Bedside genotype testing for mutations in the CYP2C19 gene helps select a better P2Y12 inhibitor treatment strategy for patients with ST-segment elevation myocardial infarction (STEMI) and leads to better outcomes relative to conventional therapy, a recent study has found.

The researchers conducted a prospective randomized clinical trial including 687 STEMI patients who received either genotype-guided (n=375) or standard (n=312) P2Y12 inhibitor therapy. The former group underwent genotyping for loss-of-function CYP2C19 alleles; carriers were given ticagrelor while noncarriers were prescribed clopidogrel. In contrast, all standard-treatment participants received clopidogrel.

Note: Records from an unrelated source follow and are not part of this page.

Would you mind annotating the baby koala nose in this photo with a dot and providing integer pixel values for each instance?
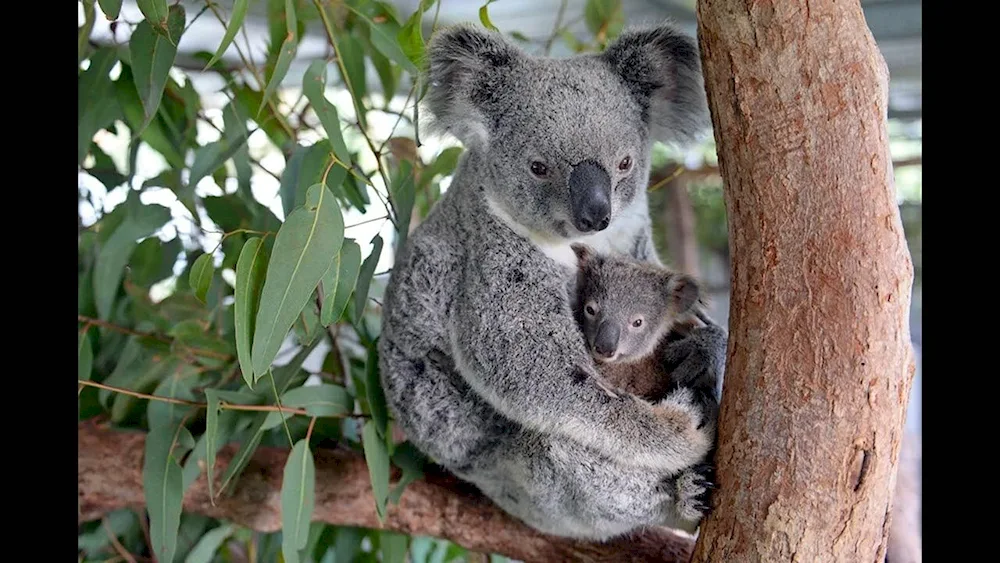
(606, 341)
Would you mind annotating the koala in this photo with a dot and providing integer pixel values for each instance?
(480, 356)
(629, 312)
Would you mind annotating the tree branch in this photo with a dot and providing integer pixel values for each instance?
(110, 478)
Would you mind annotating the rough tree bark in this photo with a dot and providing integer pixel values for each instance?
(109, 468)
(820, 364)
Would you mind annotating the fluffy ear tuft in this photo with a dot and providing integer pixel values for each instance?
(683, 292)
(661, 67)
(466, 68)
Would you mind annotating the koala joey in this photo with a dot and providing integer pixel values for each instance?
(629, 312)
(480, 356)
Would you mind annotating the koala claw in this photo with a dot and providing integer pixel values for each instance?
(694, 492)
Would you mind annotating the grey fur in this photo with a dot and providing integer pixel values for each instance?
(482, 362)
(629, 312)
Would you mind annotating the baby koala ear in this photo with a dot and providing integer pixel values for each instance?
(683, 292)
(584, 253)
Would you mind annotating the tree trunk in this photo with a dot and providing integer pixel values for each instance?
(682, 238)
(820, 364)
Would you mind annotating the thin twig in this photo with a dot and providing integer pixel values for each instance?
(119, 548)
(195, 404)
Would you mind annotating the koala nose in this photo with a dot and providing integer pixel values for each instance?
(606, 341)
(590, 196)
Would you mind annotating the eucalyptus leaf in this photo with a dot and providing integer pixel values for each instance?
(235, 22)
(201, 275)
(154, 10)
(303, 250)
(204, 551)
(339, 281)
(152, 55)
(85, 357)
(365, 277)
(377, 458)
(314, 86)
(320, 400)
(484, 16)
(140, 221)
(163, 487)
(111, 8)
(285, 56)
(250, 271)
(298, 498)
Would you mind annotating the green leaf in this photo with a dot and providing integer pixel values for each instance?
(443, 165)
(285, 56)
(177, 381)
(201, 275)
(339, 282)
(484, 16)
(140, 221)
(394, 547)
(403, 194)
(383, 38)
(154, 134)
(365, 277)
(375, 393)
(154, 10)
(204, 550)
(411, 37)
(85, 357)
(353, 56)
(152, 55)
(111, 8)
(377, 458)
(298, 498)
(320, 400)
(284, 376)
(163, 487)
(96, 102)
(235, 22)
(303, 250)
(408, 458)
(604, 18)
(250, 270)
(314, 87)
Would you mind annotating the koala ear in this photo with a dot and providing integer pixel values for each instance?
(662, 69)
(466, 68)
(682, 291)
(584, 253)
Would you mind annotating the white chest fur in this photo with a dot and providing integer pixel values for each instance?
(617, 238)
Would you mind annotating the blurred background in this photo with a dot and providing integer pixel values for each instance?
(686, 197)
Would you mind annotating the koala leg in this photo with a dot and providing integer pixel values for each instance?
(563, 488)
(435, 408)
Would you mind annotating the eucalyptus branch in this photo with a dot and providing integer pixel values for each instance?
(222, 404)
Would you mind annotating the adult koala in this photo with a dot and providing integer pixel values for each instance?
(483, 365)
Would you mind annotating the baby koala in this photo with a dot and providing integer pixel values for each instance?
(628, 312)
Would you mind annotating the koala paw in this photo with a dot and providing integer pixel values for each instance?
(693, 489)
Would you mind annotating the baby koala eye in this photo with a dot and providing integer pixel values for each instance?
(539, 169)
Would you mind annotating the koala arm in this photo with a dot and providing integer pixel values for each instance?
(516, 344)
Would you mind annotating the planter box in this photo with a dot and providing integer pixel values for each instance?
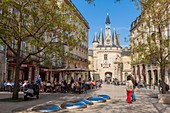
(164, 98)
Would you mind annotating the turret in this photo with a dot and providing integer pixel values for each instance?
(95, 41)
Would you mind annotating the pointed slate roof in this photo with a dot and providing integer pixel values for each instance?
(114, 37)
(108, 19)
(95, 38)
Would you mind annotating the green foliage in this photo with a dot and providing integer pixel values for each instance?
(45, 25)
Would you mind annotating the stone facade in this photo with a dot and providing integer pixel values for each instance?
(106, 58)
(149, 73)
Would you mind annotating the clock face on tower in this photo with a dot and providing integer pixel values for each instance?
(107, 41)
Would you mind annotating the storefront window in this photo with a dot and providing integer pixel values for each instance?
(169, 75)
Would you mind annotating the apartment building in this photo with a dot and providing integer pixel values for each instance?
(75, 61)
(148, 72)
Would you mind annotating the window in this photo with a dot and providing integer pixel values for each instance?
(105, 56)
(24, 46)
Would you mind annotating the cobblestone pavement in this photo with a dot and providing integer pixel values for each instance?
(146, 103)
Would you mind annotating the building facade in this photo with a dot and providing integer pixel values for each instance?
(150, 72)
(75, 61)
(106, 58)
(73, 64)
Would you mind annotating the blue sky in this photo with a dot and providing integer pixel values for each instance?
(121, 16)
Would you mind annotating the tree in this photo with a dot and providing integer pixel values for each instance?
(155, 15)
(41, 24)
(155, 21)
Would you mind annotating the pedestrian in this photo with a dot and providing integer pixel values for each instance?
(5, 85)
(134, 86)
(129, 88)
(39, 80)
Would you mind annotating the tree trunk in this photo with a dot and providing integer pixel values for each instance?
(15, 92)
(162, 68)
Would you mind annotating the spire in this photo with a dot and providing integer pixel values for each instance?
(95, 38)
(101, 39)
(114, 37)
(107, 19)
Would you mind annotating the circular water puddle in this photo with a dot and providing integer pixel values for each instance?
(96, 99)
(87, 102)
(73, 105)
(46, 108)
(104, 96)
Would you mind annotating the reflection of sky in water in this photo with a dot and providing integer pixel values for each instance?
(86, 102)
(96, 99)
(47, 108)
(71, 105)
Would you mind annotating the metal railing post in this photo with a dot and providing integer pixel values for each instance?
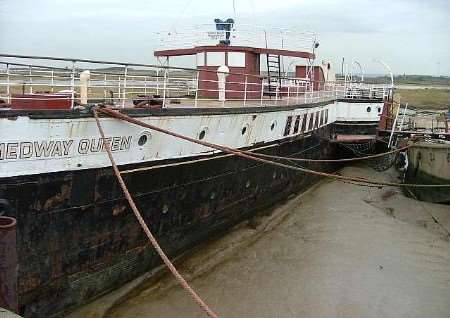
(164, 87)
(8, 91)
(125, 86)
(104, 87)
(196, 89)
(262, 92)
(53, 80)
(31, 80)
(245, 90)
(72, 85)
(289, 94)
(157, 81)
(145, 85)
(403, 117)
(119, 93)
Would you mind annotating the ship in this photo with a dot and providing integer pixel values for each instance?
(67, 233)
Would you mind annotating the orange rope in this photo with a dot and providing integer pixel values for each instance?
(147, 231)
(118, 115)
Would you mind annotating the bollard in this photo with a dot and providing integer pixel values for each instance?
(8, 264)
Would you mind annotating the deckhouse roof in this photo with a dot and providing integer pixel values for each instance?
(228, 48)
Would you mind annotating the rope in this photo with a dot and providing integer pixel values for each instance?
(239, 153)
(147, 231)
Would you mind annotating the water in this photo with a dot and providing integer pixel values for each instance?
(336, 251)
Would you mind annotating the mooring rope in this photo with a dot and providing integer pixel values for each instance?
(147, 231)
(239, 153)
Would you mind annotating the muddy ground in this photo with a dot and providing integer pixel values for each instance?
(336, 251)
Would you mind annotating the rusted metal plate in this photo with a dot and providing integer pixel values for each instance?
(8, 264)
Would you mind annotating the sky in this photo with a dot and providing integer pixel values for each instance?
(411, 36)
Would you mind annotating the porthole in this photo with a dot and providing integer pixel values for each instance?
(142, 140)
(202, 133)
(273, 125)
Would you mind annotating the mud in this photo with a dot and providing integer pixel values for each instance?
(336, 251)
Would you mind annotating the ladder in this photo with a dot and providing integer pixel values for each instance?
(273, 75)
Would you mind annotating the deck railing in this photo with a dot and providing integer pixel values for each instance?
(141, 85)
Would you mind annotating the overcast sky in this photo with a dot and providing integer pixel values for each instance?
(412, 36)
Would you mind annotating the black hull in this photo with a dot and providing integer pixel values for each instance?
(78, 239)
(436, 195)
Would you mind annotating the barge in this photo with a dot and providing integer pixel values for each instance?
(67, 234)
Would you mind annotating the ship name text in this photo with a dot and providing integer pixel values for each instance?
(61, 148)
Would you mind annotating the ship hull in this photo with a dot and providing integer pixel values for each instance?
(429, 163)
(78, 239)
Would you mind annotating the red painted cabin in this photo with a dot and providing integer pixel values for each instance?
(242, 61)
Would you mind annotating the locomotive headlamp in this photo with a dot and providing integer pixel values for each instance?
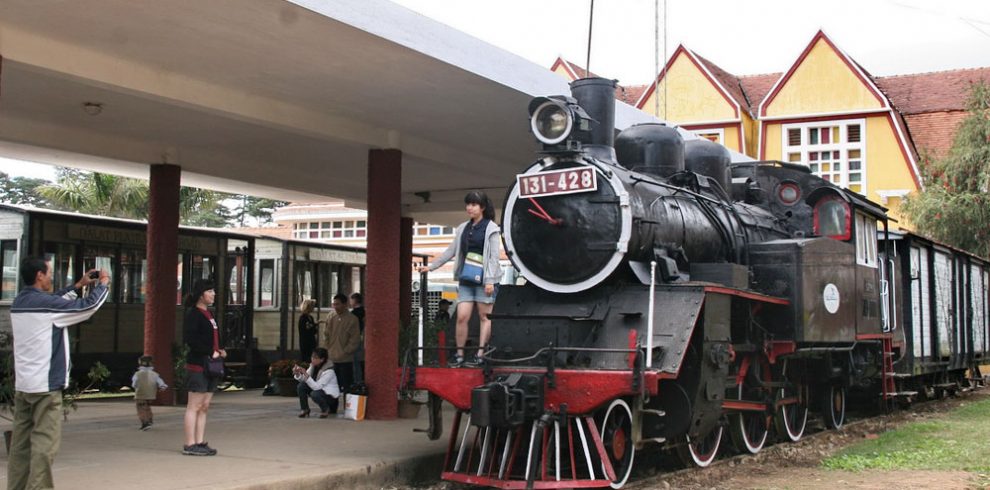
(551, 122)
(554, 119)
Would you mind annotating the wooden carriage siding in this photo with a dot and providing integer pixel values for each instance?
(115, 335)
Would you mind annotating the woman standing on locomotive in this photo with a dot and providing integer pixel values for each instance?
(476, 251)
(202, 335)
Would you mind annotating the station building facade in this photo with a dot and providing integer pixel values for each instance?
(826, 111)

Of the 375 patients who underwent genotyping, 31.5 percent were found to harbour loss-of-function mutations and were deemed to be either intermediate or poor metabolisers of clopidogrel. However, only 9.1 percent of patients in the genotype-guided group were given ticagrelor, and clopidogrel remained the dominant treatment prescribed (90.9 percent) even after considering mutational status.

Nevertheless, genotyping continued to significantly reduce the risk of the primary composite outcome, consisting of myocardial infarction (MI), nonfatal stroke, cardiovascular death, and major bleeding (odds ratio [OR], 0.34, 95 percent confidence interval [CI], 0.20–0.59).

The same was true for recurrent MI (OR, 0.35, 95 percent CI, 0.17–0.70) and cardiovascular death (OR, 0.24, 95 percent CI, 0.10–0.58).

“Although the study included 104 patients with the loss-of-function mutation, only 31 patients had a change in drug therapy from clopidogrel to ticagrelor due to the unforeseen unavailability of ticagrelor in one of the hospitals due to economic reasons,” the researchers said.

“Despite the low rate of ticagrelor use in the genotype-guided group, CYP2C19 genotype-guided therapy significantly improved both the primary and other secondary outcomes,” they added.